Nevertheless, customers should first and foremost take a look at themselves. Ultimately, it is their own fault if they accept mortgage interest rates that are too high and make it so easy for the banks. Even today, many people take out a mortgage with their own bank too quickly without considering alternatives – either out of ignorance or laziness. On the other hand, those who compare the terms and conditions of different providers, obtain offers and use mortgage platforms have the chance of getting very attractive mortgage interest rates. In the long term, such a comparison can make a difference of several tens of thousands of francs.
There are also providers who make comparisons for customers. However, according to a study by the Lucerne University of Applied Sciences and Arts in 2022, such mortgage brokers only had a market share of around 3.5 percent in Switzerland, while in Germany it was 30 to 40 percent. Online mortgages are also still only a niche in this country. The growth dynamics of the online brokerage platforms had also slowed in the years before the study published in autumn 2023, the university reports.
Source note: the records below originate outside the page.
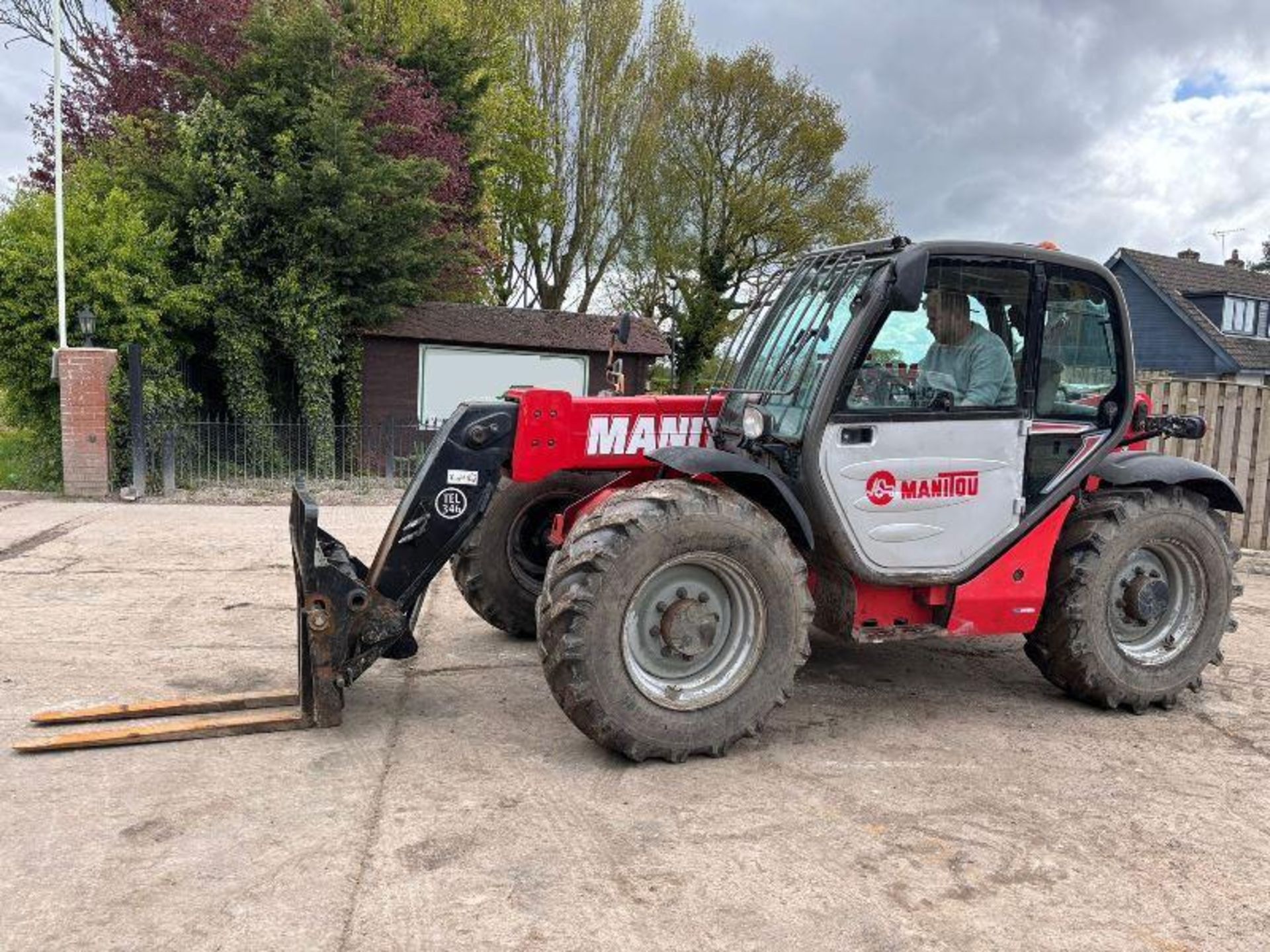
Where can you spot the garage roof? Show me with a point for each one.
(519, 328)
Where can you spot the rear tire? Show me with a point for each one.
(673, 619)
(1140, 597)
(499, 567)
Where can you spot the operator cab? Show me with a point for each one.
(933, 400)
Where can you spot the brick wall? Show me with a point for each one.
(84, 375)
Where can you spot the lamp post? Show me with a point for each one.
(88, 324)
(58, 175)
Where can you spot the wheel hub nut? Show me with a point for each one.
(1146, 598)
(689, 627)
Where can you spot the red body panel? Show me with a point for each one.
(556, 430)
(1006, 597)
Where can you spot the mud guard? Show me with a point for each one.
(1138, 467)
(753, 481)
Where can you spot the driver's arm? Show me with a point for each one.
(990, 371)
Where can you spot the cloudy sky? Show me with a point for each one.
(1094, 124)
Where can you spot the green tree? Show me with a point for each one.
(117, 263)
(747, 179)
(601, 83)
(294, 221)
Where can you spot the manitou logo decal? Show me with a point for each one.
(628, 436)
(882, 488)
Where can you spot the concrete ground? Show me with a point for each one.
(937, 795)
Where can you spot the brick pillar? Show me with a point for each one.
(84, 376)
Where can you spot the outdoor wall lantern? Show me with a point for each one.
(88, 324)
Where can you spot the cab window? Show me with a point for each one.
(1079, 348)
(962, 348)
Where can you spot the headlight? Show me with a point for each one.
(753, 423)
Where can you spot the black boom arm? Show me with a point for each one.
(351, 615)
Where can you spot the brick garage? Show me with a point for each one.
(452, 339)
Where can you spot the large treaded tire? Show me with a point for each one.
(1075, 645)
(593, 579)
(501, 593)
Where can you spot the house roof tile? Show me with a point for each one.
(1179, 277)
(520, 328)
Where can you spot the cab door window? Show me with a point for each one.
(1079, 347)
(963, 348)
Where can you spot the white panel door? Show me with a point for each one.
(926, 494)
(451, 375)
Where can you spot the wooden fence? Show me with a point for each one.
(1238, 442)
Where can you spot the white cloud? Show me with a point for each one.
(1021, 120)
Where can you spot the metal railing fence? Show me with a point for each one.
(225, 452)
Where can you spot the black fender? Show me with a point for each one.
(1138, 467)
(756, 483)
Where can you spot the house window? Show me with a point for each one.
(452, 375)
(1240, 315)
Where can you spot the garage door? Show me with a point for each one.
(451, 375)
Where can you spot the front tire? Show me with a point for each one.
(673, 619)
(1140, 597)
(499, 567)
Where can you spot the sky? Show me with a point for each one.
(1093, 124)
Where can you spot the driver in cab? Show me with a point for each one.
(967, 361)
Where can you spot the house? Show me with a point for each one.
(435, 356)
(1195, 319)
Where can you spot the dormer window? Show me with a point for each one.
(1244, 315)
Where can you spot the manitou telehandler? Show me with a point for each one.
(916, 440)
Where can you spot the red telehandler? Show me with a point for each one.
(917, 440)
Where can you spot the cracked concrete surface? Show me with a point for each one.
(934, 795)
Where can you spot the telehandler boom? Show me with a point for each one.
(916, 440)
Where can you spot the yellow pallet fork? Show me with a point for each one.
(347, 615)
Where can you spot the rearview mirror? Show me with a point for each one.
(906, 290)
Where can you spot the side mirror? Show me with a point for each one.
(622, 329)
(906, 290)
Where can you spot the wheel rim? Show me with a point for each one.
(529, 546)
(1158, 602)
(694, 631)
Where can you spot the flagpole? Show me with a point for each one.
(58, 173)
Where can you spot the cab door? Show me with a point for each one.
(925, 451)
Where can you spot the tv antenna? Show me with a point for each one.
(1221, 237)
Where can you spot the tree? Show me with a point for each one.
(117, 263)
(599, 83)
(306, 211)
(313, 184)
(33, 19)
(746, 180)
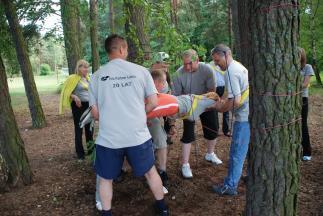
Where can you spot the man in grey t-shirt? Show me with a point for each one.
(196, 78)
(237, 100)
(117, 93)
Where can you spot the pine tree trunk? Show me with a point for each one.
(235, 27)
(94, 35)
(230, 22)
(37, 114)
(14, 165)
(111, 16)
(135, 29)
(274, 153)
(174, 8)
(71, 26)
(313, 44)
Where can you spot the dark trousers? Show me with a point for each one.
(307, 151)
(77, 113)
(225, 122)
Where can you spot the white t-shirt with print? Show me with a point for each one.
(119, 89)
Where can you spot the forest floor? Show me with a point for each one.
(63, 186)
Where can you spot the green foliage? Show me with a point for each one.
(44, 70)
(311, 16)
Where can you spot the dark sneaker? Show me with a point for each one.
(223, 190)
(159, 212)
(163, 213)
(169, 140)
(244, 179)
(164, 177)
(120, 177)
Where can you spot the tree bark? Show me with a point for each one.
(111, 16)
(174, 8)
(135, 30)
(229, 2)
(313, 43)
(14, 165)
(274, 153)
(71, 29)
(235, 27)
(37, 114)
(94, 35)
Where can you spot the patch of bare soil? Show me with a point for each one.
(63, 186)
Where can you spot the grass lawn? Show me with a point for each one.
(45, 85)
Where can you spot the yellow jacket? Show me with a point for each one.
(67, 89)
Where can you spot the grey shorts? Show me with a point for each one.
(158, 133)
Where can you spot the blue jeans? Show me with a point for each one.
(238, 152)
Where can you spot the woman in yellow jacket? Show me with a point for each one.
(75, 95)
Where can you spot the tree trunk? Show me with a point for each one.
(71, 26)
(111, 16)
(274, 153)
(235, 27)
(94, 35)
(135, 29)
(14, 165)
(174, 9)
(37, 114)
(230, 22)
(313, 43)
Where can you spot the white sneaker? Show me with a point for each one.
(165, 190)
(186, 171)
(307, 158)
(98, 205)
(212, 158)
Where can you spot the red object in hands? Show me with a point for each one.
(167, 106)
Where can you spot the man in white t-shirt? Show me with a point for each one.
(237, 100)
(118, 91)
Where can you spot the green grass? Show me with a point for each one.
(45, 85)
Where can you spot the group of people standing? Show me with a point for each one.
(121, 94)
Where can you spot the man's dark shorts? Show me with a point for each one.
(210, 127)
(108, 162)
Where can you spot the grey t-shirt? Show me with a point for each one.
(197, 82)
(81, 90)
(306, 71)
(119, 89)
(236, 82)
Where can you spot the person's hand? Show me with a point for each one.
(77, 101)
(172, 130)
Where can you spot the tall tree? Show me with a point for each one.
(94, 35)
(37, 114)
(71, 28)
(135, 27)
(274, 71)
(111, 16)
(235, 28)
(14, 165)
(312, 23)
(174, 10)
(230, 22)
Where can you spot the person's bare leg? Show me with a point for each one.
(106, 192)
(210, 146)
(161, 155)
(155, 183)
(186, 150)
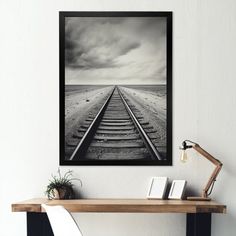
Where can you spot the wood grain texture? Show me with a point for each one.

The behavior of mortgage customers in Switzerland seems to be changing only slowly. Many finance their property from the banker around the corner or from the financial institution that sponsors the local football club – without comparing the terms. There is nothing wrong with that. It even has something of a perfect world in which people know each other and support each other. But you shouldn’t complain about “too high” mortgage interest rates at the same time.